Our work in the outdoors at Quarry Bank

Staff and volunteers planting trees at Quarry Bank

From maintaining and growing our woodland, to creating new habitats for wildlife, our rangers and volunteers at Quarry Bank go to extraordinary lengths to look after nature across 465 acres of the estate. With lots going on behind the scenes, find out more about our recent work, including our part in Countryfile’s ‘Plant Britain’ initiative.

It’s no coincidence that Quarry Bank was built in the picturesque river valley you'll find it sitting in today – the River Bollin provided the vital energy source, powering the mill which was the beating heart of this industrial community. In today’s world, the surrounding landscape at Quarry Bank is just as important but for different reasons – it provides a vital place where nature, wildlife and people can thrive.

Over 465 acres of woodland, countryside and river make up the estate at Quarry Bank and the work we do here directly supports the National Trust's ambitions to tackle the twin threats of the climate crisis and the catastrophic decline in the natural environment. At Quarry Bank this includes:

  • Improving and creating a mosaic of habitats for wildlife through the introduction of new wildflower meadows and ponds
  • Creating dozens of hectares of new woodland which helps with the restoration of nature, provides greater access to green spaces for people, as well as supporting in the fight against climate change through carbon sequestration
  • Carrying out regular species surveys to see the benefits of our work and help us identify where we need to take further steps to help wildlife thrive

At Quarry Bank we are very fortunate to be on the boundary of Manchester with a population of over 2.5 million people – we have a great opportunity to better connect people with nature through our work. We want as many people as possible to get involved and benefit from the natural environment at Quarry Bank.

Our projects and work
Matt Baker plants the first saplings in a brand new Countryfile Wood for Plant Britain, in association with the National Trust.

Countryfile Wood at Quarry Bank

In November 2020 the first saplings were planted in a brand new Countryfile Wood at Quarry Bank, which will be open for all to visit. The wood is part of Countryfile’s ‘Plant Britain’ initiative – an ambitious two-year project to inspire the nation to do its bit for the planet and the environment in the face of the challenges of climate change. Over 3600 trees have been planted in the Countryfile Wood at Quarry Bank so far including native broadleaves; oak, birch, hornbeam, sweet chestnut (plus many more native species) to make a classic English lowland wood.
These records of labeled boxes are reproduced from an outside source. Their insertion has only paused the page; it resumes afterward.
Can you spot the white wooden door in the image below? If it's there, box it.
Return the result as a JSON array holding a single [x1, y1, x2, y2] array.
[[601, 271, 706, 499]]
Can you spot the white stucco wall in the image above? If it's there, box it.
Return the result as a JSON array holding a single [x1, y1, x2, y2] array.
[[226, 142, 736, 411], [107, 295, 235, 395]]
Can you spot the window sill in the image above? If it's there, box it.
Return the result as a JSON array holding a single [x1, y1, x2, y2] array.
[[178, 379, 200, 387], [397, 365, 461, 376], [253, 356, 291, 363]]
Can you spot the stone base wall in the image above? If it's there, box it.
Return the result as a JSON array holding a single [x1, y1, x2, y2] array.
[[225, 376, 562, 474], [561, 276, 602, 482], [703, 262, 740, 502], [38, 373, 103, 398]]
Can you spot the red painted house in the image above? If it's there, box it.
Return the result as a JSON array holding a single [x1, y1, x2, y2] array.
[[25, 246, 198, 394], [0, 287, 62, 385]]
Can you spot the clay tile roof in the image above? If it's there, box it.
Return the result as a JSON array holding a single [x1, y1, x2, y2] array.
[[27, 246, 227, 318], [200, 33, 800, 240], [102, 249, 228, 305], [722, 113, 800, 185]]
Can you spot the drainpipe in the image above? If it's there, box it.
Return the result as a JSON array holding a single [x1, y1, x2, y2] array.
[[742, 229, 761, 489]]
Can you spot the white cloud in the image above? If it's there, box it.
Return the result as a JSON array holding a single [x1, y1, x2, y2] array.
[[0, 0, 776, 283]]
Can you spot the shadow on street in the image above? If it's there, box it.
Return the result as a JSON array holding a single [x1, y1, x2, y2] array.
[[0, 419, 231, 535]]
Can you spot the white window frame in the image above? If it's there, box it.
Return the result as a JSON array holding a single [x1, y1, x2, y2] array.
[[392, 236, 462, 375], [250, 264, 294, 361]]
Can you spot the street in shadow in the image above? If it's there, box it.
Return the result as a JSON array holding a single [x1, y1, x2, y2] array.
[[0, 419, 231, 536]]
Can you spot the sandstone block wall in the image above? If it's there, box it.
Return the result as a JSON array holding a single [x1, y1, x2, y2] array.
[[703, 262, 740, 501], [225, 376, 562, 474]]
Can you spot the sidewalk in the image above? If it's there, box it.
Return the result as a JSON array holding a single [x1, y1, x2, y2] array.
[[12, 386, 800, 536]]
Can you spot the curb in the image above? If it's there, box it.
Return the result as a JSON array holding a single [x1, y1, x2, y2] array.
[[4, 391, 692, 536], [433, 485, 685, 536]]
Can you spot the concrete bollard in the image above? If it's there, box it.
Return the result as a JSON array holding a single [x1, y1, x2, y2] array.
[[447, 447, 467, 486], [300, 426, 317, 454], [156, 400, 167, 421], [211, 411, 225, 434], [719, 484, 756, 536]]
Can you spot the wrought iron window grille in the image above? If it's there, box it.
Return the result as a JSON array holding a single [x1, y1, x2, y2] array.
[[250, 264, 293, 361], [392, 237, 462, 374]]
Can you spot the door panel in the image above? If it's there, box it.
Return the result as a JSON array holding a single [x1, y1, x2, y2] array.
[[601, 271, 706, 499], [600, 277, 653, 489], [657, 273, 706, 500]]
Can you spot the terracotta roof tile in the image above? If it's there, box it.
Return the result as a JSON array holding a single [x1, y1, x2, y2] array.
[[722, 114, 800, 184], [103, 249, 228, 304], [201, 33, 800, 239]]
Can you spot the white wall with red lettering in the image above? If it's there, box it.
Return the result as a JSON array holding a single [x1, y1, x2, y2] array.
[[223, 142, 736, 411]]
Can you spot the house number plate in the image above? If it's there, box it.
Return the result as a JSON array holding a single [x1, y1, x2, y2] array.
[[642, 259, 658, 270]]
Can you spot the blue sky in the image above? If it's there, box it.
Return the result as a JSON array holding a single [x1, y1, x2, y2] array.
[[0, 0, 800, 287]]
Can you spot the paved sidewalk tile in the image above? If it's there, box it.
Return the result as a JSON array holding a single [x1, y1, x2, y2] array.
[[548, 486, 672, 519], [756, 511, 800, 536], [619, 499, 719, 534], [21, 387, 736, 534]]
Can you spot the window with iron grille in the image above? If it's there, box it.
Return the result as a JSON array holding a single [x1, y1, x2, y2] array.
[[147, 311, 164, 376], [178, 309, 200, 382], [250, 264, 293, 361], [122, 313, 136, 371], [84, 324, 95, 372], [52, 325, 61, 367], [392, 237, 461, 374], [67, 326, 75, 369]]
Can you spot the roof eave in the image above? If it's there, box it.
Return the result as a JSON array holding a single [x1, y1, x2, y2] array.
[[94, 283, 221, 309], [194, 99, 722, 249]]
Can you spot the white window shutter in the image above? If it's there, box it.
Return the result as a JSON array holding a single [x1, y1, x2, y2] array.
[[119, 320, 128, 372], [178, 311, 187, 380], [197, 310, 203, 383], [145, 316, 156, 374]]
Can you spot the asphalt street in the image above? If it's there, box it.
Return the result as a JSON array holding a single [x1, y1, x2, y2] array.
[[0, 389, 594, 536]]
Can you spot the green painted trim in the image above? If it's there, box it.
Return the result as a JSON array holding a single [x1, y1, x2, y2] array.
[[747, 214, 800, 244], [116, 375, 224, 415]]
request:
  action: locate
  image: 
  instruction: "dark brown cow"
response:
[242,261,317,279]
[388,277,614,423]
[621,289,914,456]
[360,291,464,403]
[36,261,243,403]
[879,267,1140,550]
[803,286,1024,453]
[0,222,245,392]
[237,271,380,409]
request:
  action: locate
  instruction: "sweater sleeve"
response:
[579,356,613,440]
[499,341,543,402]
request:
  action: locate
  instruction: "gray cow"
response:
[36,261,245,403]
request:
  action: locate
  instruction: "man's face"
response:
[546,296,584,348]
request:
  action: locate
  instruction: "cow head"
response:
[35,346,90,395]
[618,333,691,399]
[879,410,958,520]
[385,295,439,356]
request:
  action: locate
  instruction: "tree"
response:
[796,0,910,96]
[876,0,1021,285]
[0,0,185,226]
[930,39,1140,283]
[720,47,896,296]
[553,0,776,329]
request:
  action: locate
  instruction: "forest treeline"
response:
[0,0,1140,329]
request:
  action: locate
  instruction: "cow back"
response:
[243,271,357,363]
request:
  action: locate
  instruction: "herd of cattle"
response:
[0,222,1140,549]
This two-year project will continue through to Autumn 2022, with inspirational Spring and Autumn specials of the programme focussed on seasonal planting, as well as Summer and Winter catch-ups to watch this project grow. Keep an eye on our social media channels for more updates on the project.

Corporate group tree planting at Bank House Farm, Quarry Bank Mill, Cheshire

Playing our part in tackling climate change and helping nature

In 2020, the National Trust announced plans to plant 20 million trees over the next decade to create 6,000 ha of new woodland by 2025 and a further 12,000 ha by 2030. Our ambitious plans will help us to tackle the twin threats of the climate crisis and the catastrophic decline in the natural environment. At Quarry Bank, we’re playing our part by planting 40,000 trees across 3 farms on the estate over the next 3 to 4 winters.

A sapling tree being planted

Saving our native Black Poplars 

We’re working in partnership with Chester Zoo to introduce Black Poplars at Quarry Bank - the UK’s rarest timber. Of the 7,000 that remain in the UK, the majority are female. The project encourages the planting of males and females in places where seed might survive in the future – this includes Quarry Bank. In time, our Lead Ranger hopes that we can expand the programme into other National Trust properties and places in Cheshire so the Black Poplars thrive.

Great crested newt on the beach

Creating habitats for creatures great and small

What started as project to create 6 new ponds, resulted in the creation of 12 thanks to a partnership with Cheshire Wildlife Trust. The ponds have improved our local habitats for Great Crested Newts and other species as well as helping with drainage to prevent flooding in heavy rain. What’s more, the ponds are also playing a part in our Black Poplar project with a male and female tree planted next to 6 of the ponds which should dramatically increase the chances of the trees reproducing over the coming years. Our work doesn’t just stop there though – our rangers have already identified a number of locations on the estate where an additional 20+ ponds could be dug.